1. Es hängt von der Vere­in­barung der Parteien im Alter­steilzeitver­trag ab, ob und inwieweit dem Arbeit­nehmer im Block­mod­ell ein Dienst­wa­gen zur weit­eren pri­vat­en Nutzung über­lassen wird. Von dieser Vere­in­barung hängt ab, ob eine Ent­gel­tre­duzierung bezo­gen auf diesen Ent­geltbe­standteil stattge­fun­den hat, der Wert der Nutzungs­befug­nis somit bei der Berech­nung des Auf­s­tock­ungs­be­trags gem. § 3 Abs. 1 Nr. 1a ATZG her­anzuziehen ist oder gem. § 3 Abs. 1a ATZG außer Betra­cht zu bleiben hat.
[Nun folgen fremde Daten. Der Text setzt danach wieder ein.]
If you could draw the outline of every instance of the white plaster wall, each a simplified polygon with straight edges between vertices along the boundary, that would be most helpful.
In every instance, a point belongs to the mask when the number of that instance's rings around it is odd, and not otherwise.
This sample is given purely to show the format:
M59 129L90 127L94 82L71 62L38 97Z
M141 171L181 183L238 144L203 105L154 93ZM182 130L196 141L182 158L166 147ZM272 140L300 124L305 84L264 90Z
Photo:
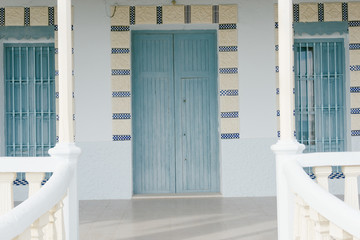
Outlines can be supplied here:
M331 0L333 1L333 0ZM1 0L0 6L55 5L54 0ZM162 5L170 1L74 0L76 141L79 198L132 196L131 142L111 141L109 6ZM276 142L273 0L177 1L239 6L240 138L221 141L221 191L225 197L274 196ZM352 138L360 149L360 138Z

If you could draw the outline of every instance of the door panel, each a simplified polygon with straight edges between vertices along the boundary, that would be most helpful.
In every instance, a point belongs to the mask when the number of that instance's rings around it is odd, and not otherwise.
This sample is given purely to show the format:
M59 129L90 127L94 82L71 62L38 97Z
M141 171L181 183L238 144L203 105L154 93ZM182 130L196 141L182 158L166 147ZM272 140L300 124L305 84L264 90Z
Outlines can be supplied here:
M172 39L133 35L134 193L175 192Z
M219 191L215 39L215 32L174 37L178 192Z
M215 40L133 33L135 194L219 191Z

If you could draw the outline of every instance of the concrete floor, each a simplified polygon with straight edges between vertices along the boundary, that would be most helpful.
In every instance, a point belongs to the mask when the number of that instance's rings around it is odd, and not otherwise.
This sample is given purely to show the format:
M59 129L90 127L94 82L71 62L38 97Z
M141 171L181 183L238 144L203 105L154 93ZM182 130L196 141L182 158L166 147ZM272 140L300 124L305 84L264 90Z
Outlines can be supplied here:
M80 201L80 240L275 240L276 199Z

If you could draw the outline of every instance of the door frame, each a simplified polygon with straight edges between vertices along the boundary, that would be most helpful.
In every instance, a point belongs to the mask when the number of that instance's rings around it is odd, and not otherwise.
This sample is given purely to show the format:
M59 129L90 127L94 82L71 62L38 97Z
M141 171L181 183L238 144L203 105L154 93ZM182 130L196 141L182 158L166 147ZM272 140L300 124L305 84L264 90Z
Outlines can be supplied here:
M131 30L130 32L130 52L131 52L131 61L130 61L130 66L131 66L131 72L133 72L133 58L132 58L132 53L133 53L133 48L134 48L134 44L133 44L133 36L135 34L138 34L138 33L141 33L141 34L176 34L176 33L184 33L184 34L189 34L189 33L211 33L211 34L214 34L214 38L215 38L215 46L216 48L214 49L214 53L215 53L215 68L214 68L214 75L215 75L215 81L216 81L216 102L217 102L217 109L216 109L216 125L217 125L217 160L216 160L216 168L217 168L217 171L216 171L216 179L217 179L217 189L219 190L217 193L221 194L222 192L222 178L221 178L221 121L220 121L220 95L218 94L219 92L219 89L220 89L220 86L219 86L219 73L218 73L218 67L219 67L219 62L218 62L218 51L217 49L219 48L218 46L218 31L216 29L185 29L185 30L181 30L181 29L176 29L176 30L158 30L158 29L155 29L155 30L141 30L141 29L137 29L137 30ZM131 92L133 92L133 79L134 78L134 74L131 74ZM175 79L174 79L175 81ZM214 96L214 97L215 97ZM133 112L133 96L131 98L131 111ZM133 124L133 119L131 118L131 122L132 122L132 126L131 126L131 136L134 136L134 124ZM176 126L175 126L176 128ZM131 141L131 184L132 184L132 194L134 195L134 141L132 140ZM177 153L176 153L176 156L177 156ZM177 157L176 157L177 158ZM176 185L176 183L175 183ZM175 187L176 189L176 187ZM205 192L206 193L206 192ZM183 193L175 193L175 194L183 194ZM151 194L150 194L151 195ZM167 194L165 194L167 195Z

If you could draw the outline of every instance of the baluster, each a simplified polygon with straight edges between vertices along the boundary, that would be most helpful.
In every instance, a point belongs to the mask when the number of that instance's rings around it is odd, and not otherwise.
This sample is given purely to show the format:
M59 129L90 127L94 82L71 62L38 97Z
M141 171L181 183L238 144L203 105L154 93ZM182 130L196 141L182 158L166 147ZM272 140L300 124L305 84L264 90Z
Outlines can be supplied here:
M45 173L27 173L26 180L29 183L29 197L36 194L41 188L41 182ZM31 240L44 239L44 226L49 222L49 214L45 213L31 225Z
M344 201L351 207L359 210L359 192L358 176L360 175L360 166L344 166L345 174L345 196Z
M299 236L301 240L311 239L311 220L309 205L300 197L297 198L297 204L299 205Z
M13 182L16 173L0 173L0 215L14 208Z
M300 220L300 197L298 195L295 196L295 212L294 212L294 239L295 240L300 240L301 238L301 229L300 229L300 224L301 224L301 220Z
M64 225L64 203L61 200L55 208L55 236L57 240L65 240L65 225Z
M331 166L313 168L316 180L319 186L329 191L329 175L331 174ZM321 216L318 212L311 210L310 218L314 222L315 240L329 239L329 221Z
M342 170L345 174L344 202L359 210L358 176L360 175L360 166L344 166ZM359 238L354 238L354 240L359 240Z
M336 240L353 240L353 237L343 229L330 222L330 237Z

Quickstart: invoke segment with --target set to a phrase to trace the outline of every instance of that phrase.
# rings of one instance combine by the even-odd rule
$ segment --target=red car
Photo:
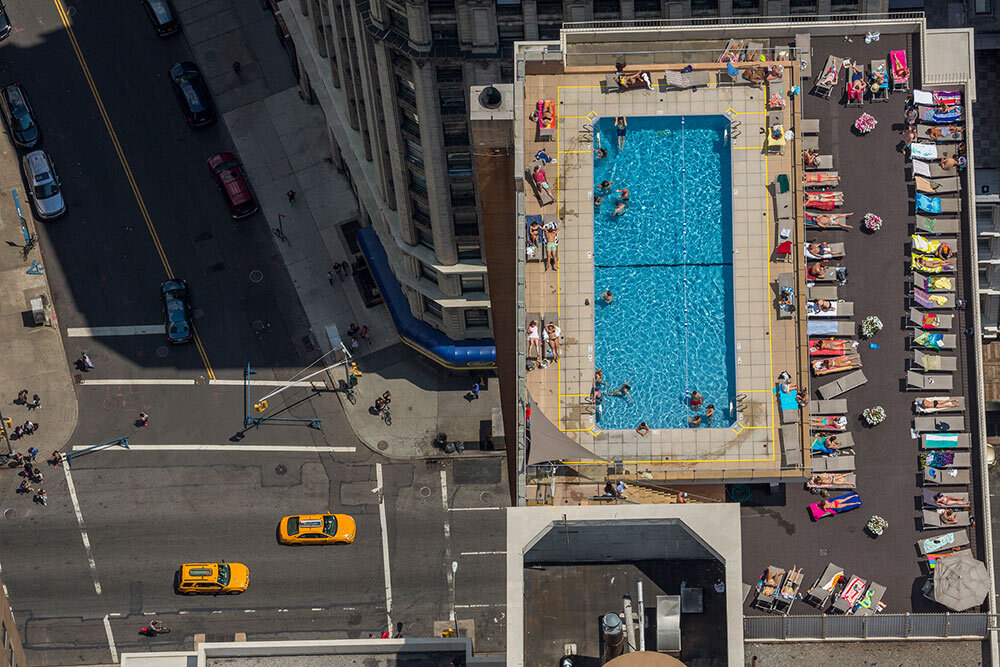
[[[208,158],[208,169],[212,180],[226,200],[229,215],[239,220],[257,212],[257,200],[250,191],[243,165],[232,153],[219,153]]]

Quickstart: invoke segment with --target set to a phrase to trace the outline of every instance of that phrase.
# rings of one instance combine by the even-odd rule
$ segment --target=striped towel
[[[928,448],[933,449],[955,449],[958,447],[958,434],[957,433],[947,433],[947,434],[936,434],[932,433],[925,436],[924,441],[927,443]]]

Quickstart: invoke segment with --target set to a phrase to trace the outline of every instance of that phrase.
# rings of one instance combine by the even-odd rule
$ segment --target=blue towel
[[[829,320],[809,320],[806,334],[809,336],[833,336],[837,333],[837,323]]]
[[[736,67],[736,65],[734,65],[731,62],[727,61],[726,62],[726,74],[728,74],[729,76],[739,76],[740,75],[740,70],[739,70],[738,67]]]
[[[833,454],[836,450],[830,449],[829,447],[824,445],[823,444],[824,440],[826,440],[826,436],[822,435],[813,440],[811,447],[812,451],[819,452],[820,454]]]
[[[922,195],[917,193],[917,209],[924,211],[925,213],[940,213],[941,212],[941,198],[940,197],[928,197],[927,195]]]
[[[796,399],[794,392],[791,393],[791,394],[786,394],[785,392],[781,391],[780,387],[775,387],[774,388],[774,393],[776,393],[778,395],[778,406],[782,410],[798,410],[799,409],[799,401],[798,401],[798,399]]]

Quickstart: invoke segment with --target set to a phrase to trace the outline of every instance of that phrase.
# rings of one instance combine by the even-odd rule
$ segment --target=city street
[[[65,364],[75,383],[79,417],[63,451],[129,444],[82,453],[71,467],[44,465],[62,445],[45,439],[46,419],[70,412],[46,404],[29,444],[41,449],[44,483],[35,486],[48,505],[17,493],[16,469],[2,471],[0,578],[31,664],[190,649],[196,634],[429,636],[435,622],[469,620],[477,652],[502,651],[502,458],[374,453],[328,390],[339,375],[269,399],[269,415],[317,419],[321,429],[244,428],[246,364],[257,371],[257,400],[317,361],[322,332],[309,330],[268,221],[233,221],[209,178],[206,158],[233,143],[221,122],[184,121],[167,70],[193,59],[185,36],[157,38],[128,0],[7,4],[17,27],[0,47],[0,83],[20,82],[30,96],[68,207],[33,223],[65,357],[38,363]],[[30,217],[18,155],[8,145],[0,160],[11,242],[11,189]],[[160,284],[170,277],[190,286],[190,344],[143,332],[162,327]],[[114,335],[95,336],[97,327]],[[95,364],[87,372],[76,365],[83,352]],[[4,401],[16,393],[4,391]],[[356,518],[353,544],[277,542],[282,516],[326,510]],[[223,559],[249,567],[244,594],[174,592],[180,564]],[[171,634],[138,636],[154,616]]]

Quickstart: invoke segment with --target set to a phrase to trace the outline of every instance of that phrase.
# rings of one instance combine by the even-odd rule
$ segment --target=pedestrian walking
[[[24,462],[24,476],[25,477],[31,477],[31,469],[32,469],[32,467],[33,466],[31,465],[31,461],[27,461],[26,460]]]
[[[344,270],[340,268],[340,262],[334,263],[333,270],[337,272],[338,278],[340,278],[341,280],[344,279]],[[330,280],[330,282],[333,283],[333,280]]]
[[[22,435],[24,435],[24,428],[17,426],[14,428],[14,439],[17,440]]]
[[[351,275],[351,265],[350,264],[348,264],[347,262],[341,262],[340,266],[343,267],[343,269],[344,269],[344,277],[345,278],[347,276]]]
[[[24,429],[25,435],[34,435],[36,427],[35,423],[29,419],[28,421],[24,422],[24,426],[22,426],[22,428]]]
[[[478,401],[479,400],[479,383],[478,382],[473,382],[472,383],[472,400],[474,400],[474,401]]]
[[[361,328],[358,329],[358,335],[361,336],[361,338],[363,338],[364,341],[366,343],[368,343],[369,345],[372,344],[371,338],[368,337],[368,325],[367,324],[362,324],[361,325]]]
[[[15,403],[20,403],[24,405],[27,402],[28,402],[28,390],[22,389],[21,391],[17,392],[17,400],[15,401]]]
[[[38,495],[35,496],[35,502],[39,502],[48,507],[49,497],[45,495],[45,489],[38,489]]]
[[[235,74],[239,75],[241,69],[243,69],[243,65],[240,64],[240,61],[239,60],[234,60],[233,61],[233,72]]]
[[[90,356],[86,352],[80,355],[80,365],[83,366],[84,371],[89,371],[91,368],[95,368],[94,362],[90,360]]]
[[[52,452],[52,458],[49,460],[49,462],[52,464],[53,468],[58,468],[59,464],[62,463],[62,461],[63,461],[63,455],[62,453],[59,452],[58,449]]]
[[[337,271],[337,273],[340,273],[340,271]],[[331,273],[330,271],[327,271],[326,272],[326,279],[330,281],[330,287],[333,287],[333,273]]]
[[[148,426],[148,425],[149,425],[149,415],[147,415],[145,412],[140,412],[139,426]]]
[[[32,482],[38,482],[40,484],[42,482],[42,471],[39,470],[38,468],[32,468],[31,469],[31,481]]]
[[[21,480],[21,486],[17,487],[17,492],[18,493],[32,493],[32,492],[34,492],[34,490],[35,490],[35,487],[31,486],[31,482],[29,482],[26,479],[25,480]]]
[[[28,447],[28,457],[34,462],[35,457],[38,456],[38,447]]]
[[[288,197],[289,204],[295,204],[295,190],[289,190],[285,193],[285,196]]]
[[[41,408],[42,408],[42,399],[38,397],[38,394],[35,394],[34,396],[31,397],[31,403],[28,403],[28,409],[41,410]]]

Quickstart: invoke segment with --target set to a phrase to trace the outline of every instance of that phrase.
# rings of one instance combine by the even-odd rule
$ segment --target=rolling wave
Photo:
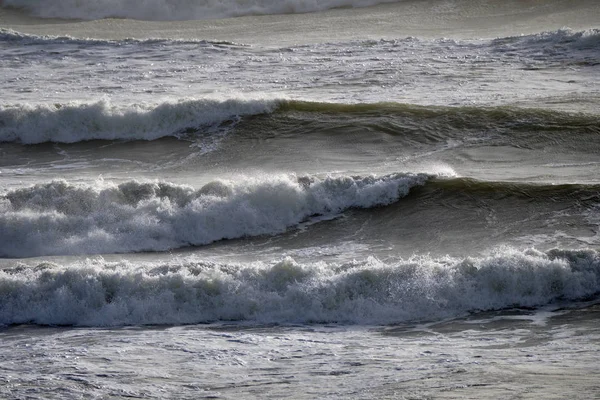
[[[387,205],[425,174],[270,175],[189,186],[129,181],[53,181],[0,200],[0,256],[164,251],[222,239],[273,235],[313,216]]]
[[[0,106],[0,142],[35,144],[87,140],[154,140],[188,129],[235,122],[271,112],[273,100],[180,100],[158,105],[95,103]]]
[[[266,115],[252,127],[252,118]],[[248,121],[252,134],[277,134],[310,121],[308,133],[327,132],[343,122],[377,127],[390,135],[411,133],[462,138],[465,130],[508,134],[547,131],[597,134],[600,117],[515,107],[441,107],[401,103],[336,104],[283,99],[182,99],[159,104],[95,103],[0,105],[0,142],[37,144],[89,140],[155,140],[189,137]],[[314,124],[319,124],[315,129]],[[343,127],[342,126],[342,127]],[[425,137],[425,136],[424,136]]]
[[[346,264],[96,259],[0,270],[0,324],[391,324],[584,300],[598,292],[600,255],[593,250],[506,248],[484,257]]]
[[[199,20],[244,15],[298,14],[340,7],[367,7],[398,0],[4,0],[5,7],[25,9],[42,18],[129,18],[150,21]],[[1,3],[0,3],[1,4]]]
[[[571,212],[595,215],[599,193],[600,186],[594,184],[483,182],[423,173],[257,175],[215,180],[200,189],[168,182],[52,181],[0,198],[0,257],[166,251],[277,235],[350,209],[365,209],[373,216],[371,209],[393,203],[399,208],[388,209],[386,219],[401,221],[403,198],[408,198],[407,207],[418,202],[434,215],[448,212],[444,205],[464,204],[465,198],[484,207],[498,200],[500,208],[514,207],[510,199],[524,199],[540,206],[537,212],[548,211],[551,204],[563,214],[576,206]],[[524,209],[522,217],[514,218],[525,218],[528,212]],[[453,214],[452,225],[444,229],[465,229],[465,215],[458,210]],[[378,232],[385,237],[384,227]]]

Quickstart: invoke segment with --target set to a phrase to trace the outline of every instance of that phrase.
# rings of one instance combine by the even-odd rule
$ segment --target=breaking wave
[[[312,216],[396,202],[428,177],[269,175],[215,180],[198,190],[53,181],[0,199],[0,257],[164,251],[273,235]]]
[[[486,132],[495,128],[509,134],[548,131],[576,137],[596,134],[600,117],[543,109],[515,107],[440,107],[402,103],[320,103],[277,98],[181,99],[158,104],[117,105],[108,100],[94,103],[0,105],[0,142],[37,144],[76,143],[89,140],[155,140],[189,137],[214,128],[229,128],[248,117],[267,115],[256,131],[276,134],[302,121],[319,119],[327,132],[339,121],[355,126],[380,127],[394,135],[421,134],[460,139],[466,130]],[[421,140],[419,139],[419,140]]]
[[[507,248],[474,258],[346,264],[96,259],[0,270],[0,324],[391,324],[583,300],[599,291],[593,250]]]
[[[95,103],[0,105],[0,142],[154,140],[271,112],[274,100],[198,99],[158,105]]]

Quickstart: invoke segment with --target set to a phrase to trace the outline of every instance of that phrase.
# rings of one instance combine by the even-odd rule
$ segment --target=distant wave
[[[195,20],[244,15],[297,14],[339,7],[367,7],[398,0],[4,0],[42,18],[129,18],[150,21]]]
[[[269,175],[195,190],[166,182],[53,181],[0,199],[0,257],[163,251],[273,235],[313,216],[387,205],[428,179]]]
[[[243,43],[235,43],[229,41],[213,41],[204,39],[94,39],[94,38],[76,38],[71,36],[52,36],[52,35],[33,35],[21,33],[13,29],[0,28],[0,41],[3,42],[18,42],[19,44],[37,45],[37,44],[73,44],[73,45],[115,45],[137,43],[140,45],[164,45],[164,44],[199,44],[207,46],[243,46]],[[571,50],[590,50],[600,48],[600,29],[586,29],[583,31],[575,31],[570,28],[563,28],[556,31],[546,31],[534,33],[530,35],[518,35],[499,37],[496,39],[482,40],[453,40],[453,39],[420,39],[415,37],[398,38],[394,40],[364,40],[364,45],[385,45],[398,46],[402,43],[413,45],[415,42],[442,44],[445,46],[468,46],[468,47],[490,47],[496,51],[527,51],[526,55],[531,55],[531,50],[538,49],[546,55],[552,55],[553,52],[563,50],[563,48]]]
[[[485,257],[346,264],[97,259],[0,270],[0,324],[391,324],[585,300],[598,292],[600,255],[593,250],[508,248]]]
[[[122,46],[124,44],[138,45],[165,45],[165,44],[195,44],[198,46],[214,46],[214,47],[249,47],[243,43],[230,42],[227,40],[205,40],[205,39],[95,39],[95,38],[77,38],[72,36],[53,36],[53,35],[32,35],[29,33],[21,33],[13,29],[0,28],[1,42],[15,42],[19,45],[48,45],[48,44],[66,44],[66,45],[113,45]]]
[[[37,144],[188,138],[214,128],[229,129],[247,117],[263,114],[272,118],[270,134],[277,134],[279,128],[298,124],[302,118],[313,118],[314,114],[330,115],[345,122],[356,118],[356,126],[365,124],[365,118],[368,118],[369,126],[381,124],[382,131],[389,134],[416,134],[426,129],[430,133],[428,137],[450,134],[457,139],[462,138],[467,129],[481,132],[494,128],[502,132],[546,130],[572,138],[575,132],[597,132],[600,128],[600,117],[594,115],[515,107],[338,104],[276,98],[181,99],[129,105],[101,100],[93,103],[0,105],[0,142]],[[394,121],[392,126],[389,126],[390,118]],[[327,132],[329,123],[327,120],[320,121],[319,132]],[[331,127],[335,127],[335,122],[331,122]],[[264,127],[261,130],[264,131]]]

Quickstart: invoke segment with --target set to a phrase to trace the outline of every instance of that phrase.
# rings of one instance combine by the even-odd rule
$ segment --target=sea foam
[[[52,181],[1,198],[0,256],[164,251],[272,235],[313,216],[393,203],[428,178],[281,174],[215,180],[197,190],[168,182]]]
[[[0,324],[390,324],[584,300],[599,291],[593,250],[508,248],[472,258],[345,264],[100,258],[0,270]]]

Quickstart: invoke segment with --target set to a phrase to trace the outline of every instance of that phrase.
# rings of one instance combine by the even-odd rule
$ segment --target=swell
[[[165,264],[103,259],[0,270],[0,324],[122,326],[250,323],[392,324],[590,299],[594,250],[497,250],[350,263]]]
[[[343,133],[362,128],[415,140],[465,136],[467,131],[523,136],[547,133],[577,139],[600,132],[600,116],[516,107],[442,107],[401,103],[336,104],[283,99],[181,99],[158,104],[0,105],[0,142],[37,144],[89,140],[190,138],[236,126],[241,135]],[[426,135],[424,135],[426,133]],[[532,135],[531,140],[536,140]]]
[[[555,203],[600,203],[600,184],[532,184],[524,182],[478,181],[470,178],[433,179],[427,190],[459,193],[474,198],[520,197],[532,201],[551,200]]]
[[[414,207],[416,201],[419,209],[432,208],[418,215],[435,218],[436,213],[449,212],[440,207],[452,204],[484,207],[469,209],[471,214],[486,211],[491,201],[497,203],[494,207],[506,204],[510,209],[515,206],[510,198],[524,199],[527,204],[523,215],[511,217],[517,220],[529,218],[527,213],[532,211],[543,215],[550,208],[568,213],[576,206],[579,211],[571,212],[594,213],[600,204],[600,185],[480,182],[413,173],[247,176],[215,180],[199,189],[168,182],[89,185],[52,181],[2,197],[0,256],[166,251],[223,239],[277,235],[351,209],[369,213],[396,203],[377,229],[385,238],[387,224],[405,225],[402,204]],[[524,207],[521,200],[516,204]],[[439,221],[431,219],[425,221],[426,226],[448,232],[460,231],[461,226],[469,229],[464,212],[451,212],[454,217],[446,222],[451,225],[439,227]],[[388,238],[397,239],[410,238]]]

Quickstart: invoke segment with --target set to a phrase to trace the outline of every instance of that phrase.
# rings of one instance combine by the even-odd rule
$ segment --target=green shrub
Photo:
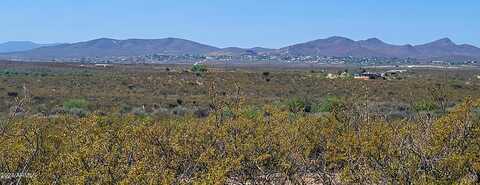
[[[243,115],[245,115],[249,119],[255,119],[261,116],[261,112],[262,109],[260,107],[250,106],[243,111]]]
[[[71,99],[63,102],[65,110],[70,109],[88,109],[88,101],[84,99]]]
[[[235,113],[229,107],[225,107],[223,108],[222,116],[225,118],[233,118],[235,116]]]
[[[438,109],[438,105],[435,104],[432,101],[428,100],[422,100],[413,105],[413,109],[417,112],[423,112],[423,111],[434,111]]]
[[[207,66],[203,64],[194,64],[191,70],[194,73],[200,74],[200,73],[207,72]]]
[[[300,98],[292,98],[286,104],[288,110],[293,113],[302,112],[305,109],[305,101]]]
[[[0,74],[3,74],[5,76],[14,76],[18,75],[19,73],[15,70],[4,69],[0,71]]]
[[[341,107],[344,105],[342,99],[336,96],[326,97],[321,104],[314,107],[312,112],[331,112],[335,108]]]
[[[131,106],[127,105],[127,104],[121,104],[119,112],[120,112],[120,114],[127,114],[127,113],[131,112],[132,109],[133,108]]]

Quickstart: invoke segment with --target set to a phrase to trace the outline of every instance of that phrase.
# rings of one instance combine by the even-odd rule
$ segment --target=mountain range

2. Haben die Parteien vere­in­bart, dass dem Arbeit­nehmer die Dienst­wa­gen­nutzung nur während der Arbeit­sphase, nicht aber während der Freis­tel­lungsphase eingeräumt wird, liegt zwar eine Ent­gel­tre­duzierung bezo­gen auf diesen Ent­geltbe­standteil auf 50% vor. Es hat sich der Arbeit­nehmer während der Arbeit­sphase aber kein Wertguthaben aufge­baut. Er hat vielmehr umgekehrt den eigentlich erst auf die Freis­tel­lungsphase ent­fal­l­en­den Ent­geltbe­standteil bere­its vor­ab in der Arbeit­sphase erhal­ten.